Deploying to Real-Time Scoring

Dataiku DSS allows you to deploy predictive models for real-time scoring using its Dataiku API node.

Let’s Get Started!

In this tutorial, you will learn:

  • packaging an API service, which includes a model, for deployment
  • deploying a service to the real-time scoring environment
  • versioning service packages

We will work with the fictional retailer Haiku T-Shirt’s data.

Prerequisites

This tutorial assumes that you have access to a:

In particular, we assume that the Design node is connected to the API Deployer node, and the API Deployer node has a static infrastructure defined over the API node.

Create Your Project

If you have already completed the Tutorial: Deployment to production, we are going to use the same project on the Dataiku Design node.

From the homepage of the Dataiku Design node, click +New Project, select DSS Tutorials from the list, select the Automation grouping, then Deployment (Tutorial).
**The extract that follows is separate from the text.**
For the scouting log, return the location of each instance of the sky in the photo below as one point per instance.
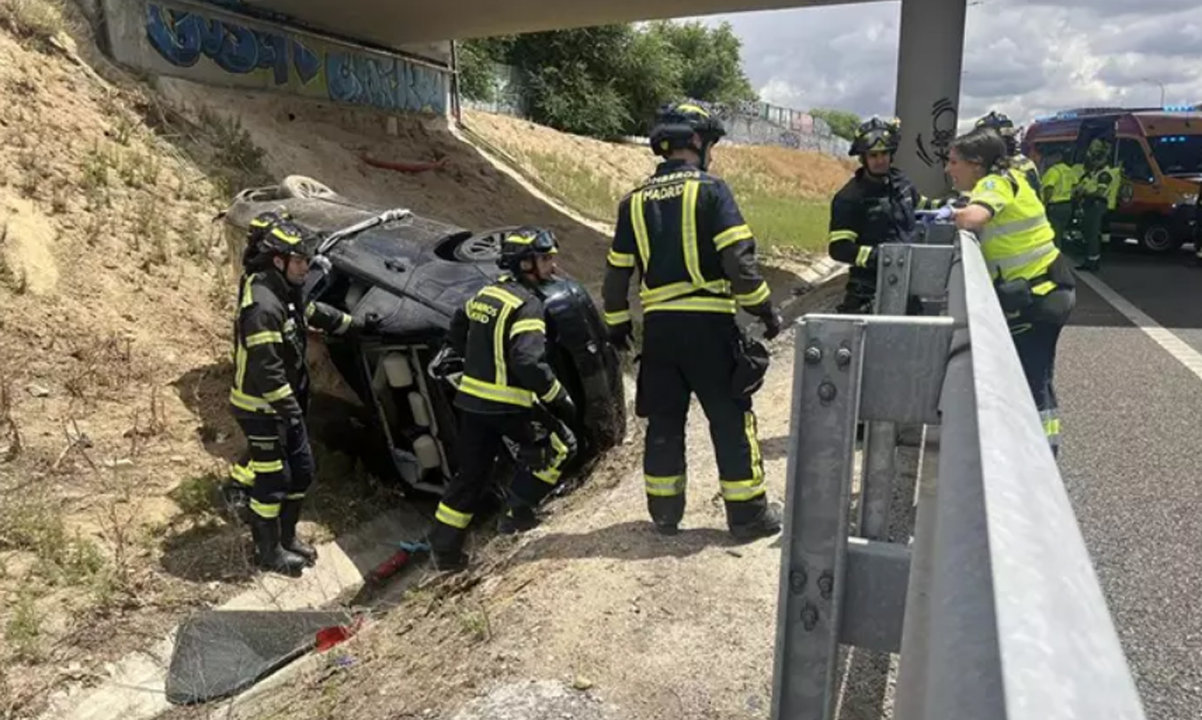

For the purposes of this tutorial, the model is complete, and we simply need to package the model and deploy it to the API Scoring node.
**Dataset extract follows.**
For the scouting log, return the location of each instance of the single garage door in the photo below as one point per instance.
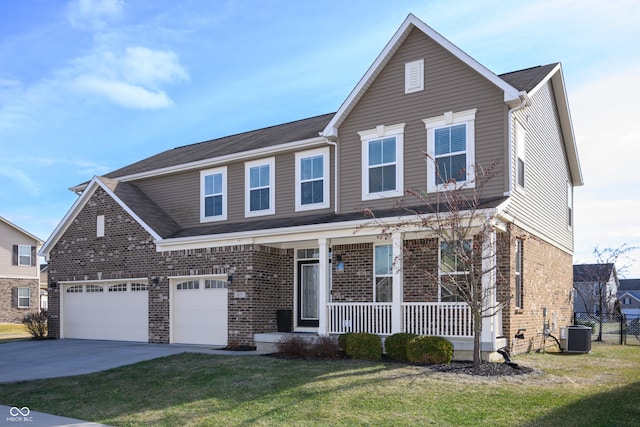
(200, 311)
(106, 311)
Creating an API Service and Packaging a Model

API services are defined in one or more Design or Automation nodes and pushed to the Dataiku API Deployer, which in turn deploys the services to (possibly many) Dataiku API nodes, which are individual servers that do the actual job of answering HTTP requests. In this section, we are going to define a scoring service on a Design node. In the next section, we will use the API Deployer node to deploy and activate it on an API Node.

Note

API services

A Dataiku API Service consists of one or more endpoints, e.g. URIs to which HTTP requests are posted, and from which a response is thus expected. For example, getting a prediction score is accessible from an endpoint in a specific service.
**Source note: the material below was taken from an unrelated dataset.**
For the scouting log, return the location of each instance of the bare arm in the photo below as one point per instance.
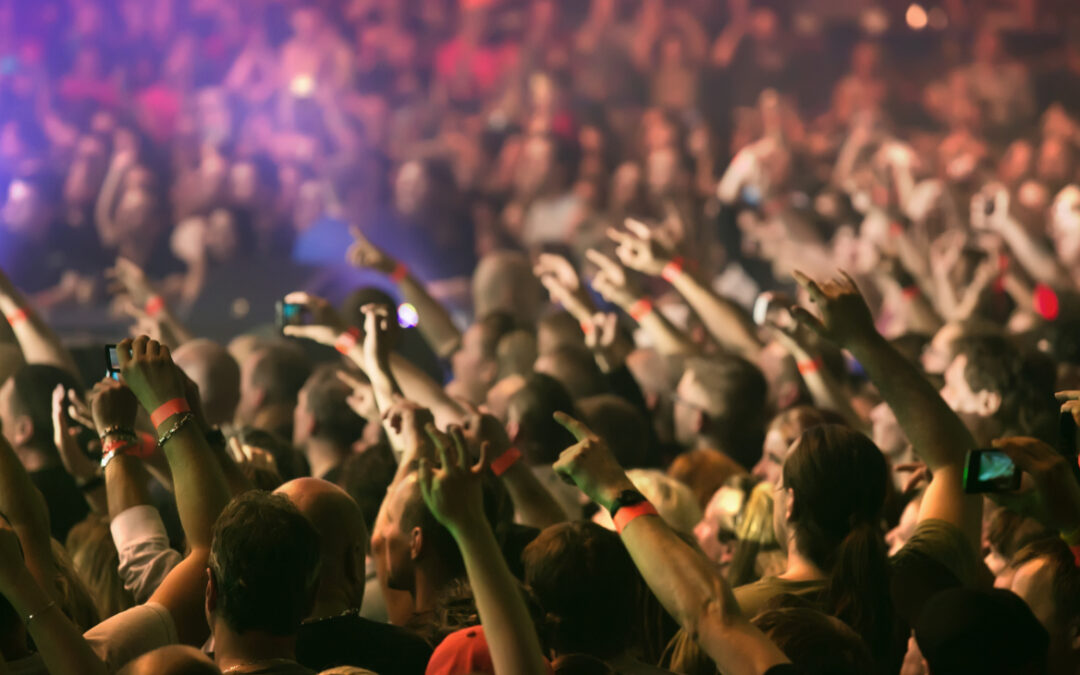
(684, 581)
(936, 433)
(455, 497)
(37, 340)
  • Dataiku provides easy creation of such endpoints on Dataiku models (i.e. built in a Dataiku analysis), or on models generated with custom code.
  • A Dataiku Model is more than just a mere machine learning algorithm. It includes the entire pipeline starting from raw data, through cleansing of the visual preparation and feature preprocessing, and finally to the model scoring.
  • In order to be used in an API endpoint, the visual models have to be deployed to the Flow.

A video below goes through the content of this section.

Let’s start the actual work on the definition of the prediction service. From the project Flow on the Design Node, select the High revenue prediction model and click Create API. In the “New scoring API from model” dialog, name the API service Tutorial_Deployment, and name the endpoint High_Revenue_Customers. Click Append.

The model for predicting whether a customer will become high-revenue is now part of the Tutorial_Deployment service and ready to be used. Before we package the service, let’s explore the endpoint a bit.

A video below goes through the content of this section.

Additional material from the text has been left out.